Intuitive explanation of Poisson distribution

Since you asked for an intuition, and there are many online derivations of the pdf of the Poisson distribution (e.g. here or here), which already follow a mathematically strict sequence, I'm giving it a shot at looking at it almost as a mnemonic construction.

So the pdf is

$$f_X(x=k)=\frac{\lambda^k\mathrm e^{-\lambda}}{k!}$$

What about thinking of the Poisson parameter $\lambda$ as somewhat reflecting the odds of an event happening in any time period. After all, it is a rate (events/time period), and hence, the higher the rate, the more likely it will be that a certain number of events takes place in a given time period. Further, you already mention how the pdf of the Poisson is derived from the binomial, allowing $n$ to go to infinity; and in the binomial distribution, the expectation is $np,$ equal to $\lambda$ in the Poisson: $p=\frac{\lambda}{n}.$

Notice, for instance, that in the derivation of the pdf of the Poisson, $\left(\frac{\lambda}{n}\right)^k$ is precisely introduced as the $p^k$ (the probability of $k$ successes) in the binomial pmf, $\binom{n}{k}p^k(1-p)^{n-k}.$ The denominator $n^k$ is later eliminated as we calculate the limit $n\to\infty,$ and indeed, $\lambda^k$ is "left over" from this initial probability formula.

Now, in the pdf you have the term raised to the $k$ power, i.e. $\lambda^k$, and it makes intuitive sense, because each occurrence is independent from the preceding and subsequent. So if we are calculating the probability of $k$ iid events happening in a time period, we shouldn't be surprised to end up with $\underbrace{\lambda\cdot\lambda \cdots\lambda}_k=\lambda^k$.

Since these events are indistinguishable from each other, it is not surprising either that we have to prevent over-counting by dividing by the number of permutations of these events, $k!.$ This, in fact is the exact role of the term in the combinations formula of $\binom{n}{k}=\frac{n!}{(n-k)!\color{blue}{k!}}.$

And for the term $e^{-\lambda}$ we could bring into play the inter-arrival time following an exponential distribution: as the rate $\lambda$ increases, the inter-arrival time decreases. We can think of this factor as decreasing the probability of a low $k$ number of events when the rate $\lambda$ factor is high.


Suppose $k$ successes occur in an interval $[0, t)$ and let their times be given by the $k$-tuple $(t_1, \dots, t_k), t_i \leq t$.

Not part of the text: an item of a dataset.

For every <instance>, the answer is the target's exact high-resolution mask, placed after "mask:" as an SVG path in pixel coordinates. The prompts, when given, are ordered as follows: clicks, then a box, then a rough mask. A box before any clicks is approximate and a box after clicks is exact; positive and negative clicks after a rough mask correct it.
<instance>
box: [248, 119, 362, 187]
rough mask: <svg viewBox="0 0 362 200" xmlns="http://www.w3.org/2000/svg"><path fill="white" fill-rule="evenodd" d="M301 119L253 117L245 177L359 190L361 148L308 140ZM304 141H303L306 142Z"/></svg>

The set of events where exactly $n$ successes occur can be measured as $$ \int_0^{t} \int_0^{t - x_1} \cdots \int_0^{ t - \sum_{i = 1}^{n-1} x_i } \int_0^{ t - \sum_{i = 1}^{n} x_i } dx_n dx_{n-1} dx_{n-2} \dots dx_2 dx_1 = \frac{ t^n } { n! }$$

Importantly, the size of the sample space of all events is measured by considering the size of all possible $k$-tuples, $\forall n \geq 0$:

$$ \sum_{k = 0}^{\infty} \frac{ t^k }{ k! } = e^t$$

Taking the ratio of these size of these sets yields the probability that $n$ events occur in the interval $[0, t)$.

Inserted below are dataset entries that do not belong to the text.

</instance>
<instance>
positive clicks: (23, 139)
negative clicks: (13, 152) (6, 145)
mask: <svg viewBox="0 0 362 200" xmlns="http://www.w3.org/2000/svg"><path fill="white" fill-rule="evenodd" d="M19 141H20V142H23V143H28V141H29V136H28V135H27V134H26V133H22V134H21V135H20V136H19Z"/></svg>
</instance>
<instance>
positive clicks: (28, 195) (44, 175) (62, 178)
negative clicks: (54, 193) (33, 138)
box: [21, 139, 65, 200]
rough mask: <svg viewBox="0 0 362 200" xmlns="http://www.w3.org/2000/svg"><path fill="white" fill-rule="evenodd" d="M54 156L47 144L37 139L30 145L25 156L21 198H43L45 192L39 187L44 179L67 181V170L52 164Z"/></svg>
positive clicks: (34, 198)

$$\boxed{ P \{ X = n \} = e^{-t} \frac{ t^n }{ n! } }$$

Note:

More generally, the event rate can be made non-homogeneous with a scalar function $\lambda(t)$. When the rate is constant for all time, i.e, $\lambda(t) = \lambda$, we write

$$P(X = n) = e^{-\lambda t}\frac{ (\lambda t)^n } { n! }$$

Letting $t = 1$ gives the process on a unit time interval, scaled by $\lambda$. Although we're really interested in $[0, 1)$, it's really as if we're looking at the interval $[0, \lambda)$.